Unpatched NetScaler appliances vulnerable to CVE-2023-3519 as of Aug. 5, 2023.
Unpatched NetScaler appliances vulnerable to CVE-2023-3519 as of Aug. 5, 2023. Image: Shadowserver Foundation

Fox-IT reported that approximately 69% of the NetScalers that currently contain a web shell backdoor are not vulnerable anymore to CVE-2023-3519; this means that, while most administrators have deployed the fixes, they have not carefully checked the systems for signs of successful exploitation and are still compromised. The company provides a map of compromised NetScaler appliances by country (Figure C).

Figure C

Compromised NetScaler appliances per country.
Compromised NetScaler appliances per country. Image: Fox-IT

Most compromised NetScalers are located in Europe. Fox-IT researchers stated that “there are stark differences between countries in terms of what percentage of their NetScalers were compromised. For example, while Canada, Russia and the United States of America all had thousands of vulnerable NetScalers on July 21, virtually none of these NetScalers were found to have a webshell on them. As of now, we have no clear explanation for these differences, nor do we have a confident hypothesis to explain which NetScalers were targeted by the adversary and which ones were not.”

Successful exploitation may lead to more than just planting web shells

In addition, the Cybersecurity and Infrastructure Security Agency reported web shell implants exploiting CVE-2023-3519. The report noted that attackers exploited the vulnerability as early as June 2023 and used the web shell to extend their compromise and exfiltrate the Active Directory of a critical infrastructure organization.

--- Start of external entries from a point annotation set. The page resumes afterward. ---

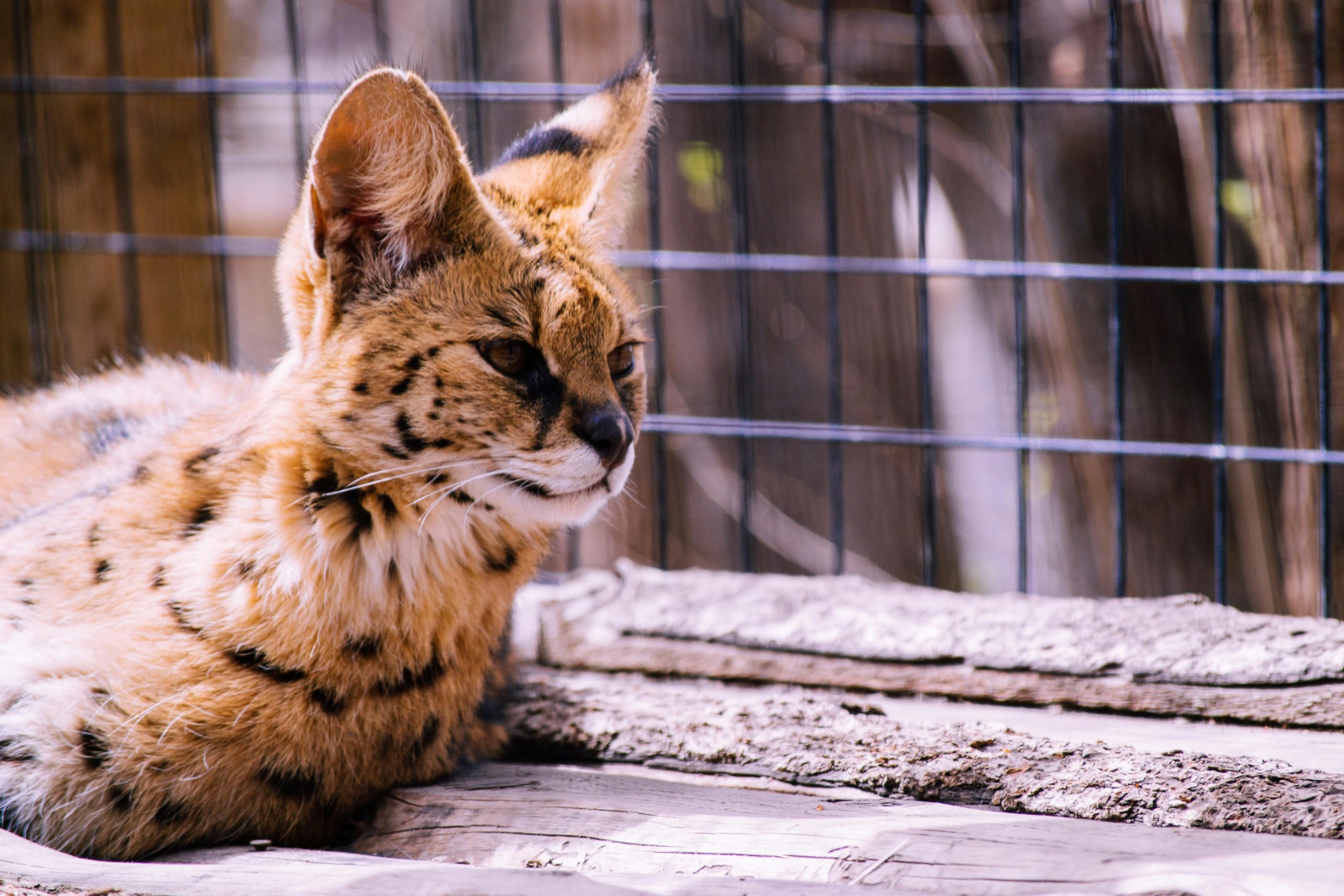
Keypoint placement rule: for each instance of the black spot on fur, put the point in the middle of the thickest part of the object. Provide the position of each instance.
(123, 798)
(256, 660)
(414, 679)
(634, 69)
(14, 751)
(429, 733)
(331, 703)
(502, 562)
(411, 441)
(291, 784)
(179, 614)
(170, 812)
(200, 520)
(198, 462)
(542, 140)
(365, 645)
(93, 749)
(320, 489)
(359, 516)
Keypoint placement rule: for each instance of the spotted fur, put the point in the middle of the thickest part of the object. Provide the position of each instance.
(239, 606)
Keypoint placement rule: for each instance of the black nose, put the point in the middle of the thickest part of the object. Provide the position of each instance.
(608, 430)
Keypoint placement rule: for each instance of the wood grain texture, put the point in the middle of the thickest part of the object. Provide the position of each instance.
(298, 872)
(515, 816)
(830, 738)
(1166, 657)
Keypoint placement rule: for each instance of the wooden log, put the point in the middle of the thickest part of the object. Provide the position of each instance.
(826, 738)
(515, 816)
(1166, 657)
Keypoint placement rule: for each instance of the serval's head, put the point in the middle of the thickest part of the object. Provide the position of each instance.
(469, 327)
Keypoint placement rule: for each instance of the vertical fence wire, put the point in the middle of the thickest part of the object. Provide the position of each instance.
(382, 44)
(1115, 49)
(1323, 313)
(928, 493)
(835, 452)
(741, 279)
(1215, 22)
(296, 97)
(573, 542)
(219, 267)
(121, 178)
(39, 320)
(656, 400)
(475, 129)
(1019, 284)
(557, 42)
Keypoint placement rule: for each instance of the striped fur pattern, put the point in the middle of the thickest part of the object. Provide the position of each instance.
(239, 606)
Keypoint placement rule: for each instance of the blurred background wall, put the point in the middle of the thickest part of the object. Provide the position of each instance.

The threat actor managed to access NetScale configuration files and decryption keys and used the decrypted AD credential to query the AD and exfiltrate the collected data.

While this critical infrastructure used segmentation that did not allow attackers to move further with their attacks, it is possible that other organizations might be fully compromised by threat actors using the same methods.

Dave Mitchell, chief technical officer at cybersecurity company HYAS, stated that “unfortunately, this is far from the first time this has happened in recent memory. In previous campaigns, attackers gained footholds within F5, Fortinet and VMware appliances through exposed management interfaces in order to avoid detection by EDR software. Regardless if the exploit is already in the wild, customers are expected to monitor their devices for the IOCs before and after the patch is applied — which is obviously not at an acceptable level. The reason for this gap may be education, outsourced managed devices or division of security labor within an organization, but I do not expect attacks on network devices to stop anytime soon.”

How to protect your business from this cybersecurity threat

  • Patch and update vulnerable Citrix NetScaler appliances now.
  • Check for compromises in the affected systems because, if a threat actor has successfully compromised the system, the person might be able to access it even though the patch has been deployed. Shadowserver provided command lines to detect typical web shell components in web-exposed folders of the appliances, together with binaries with higher privileges. CISA provided command lines to check for files created after the last installation on the appliance.
  • Analyze all HTTP log files carefully. Network log files such as DNS logs and AD/LDAP/LDAPS logs should be analyzed for any anomalies or traffic spikes.
  • Deploy security solutions on all systems to try to detect potential malware resulting from the attack.
  • Keep all appliances and systems up to date and patched with multifactor authentication enabled where possible to prevent attackers from exploiting common vulnerabilities and stolen credentials.

Disclosure: I work for Trend Micro, but the views expressed in this article are mine.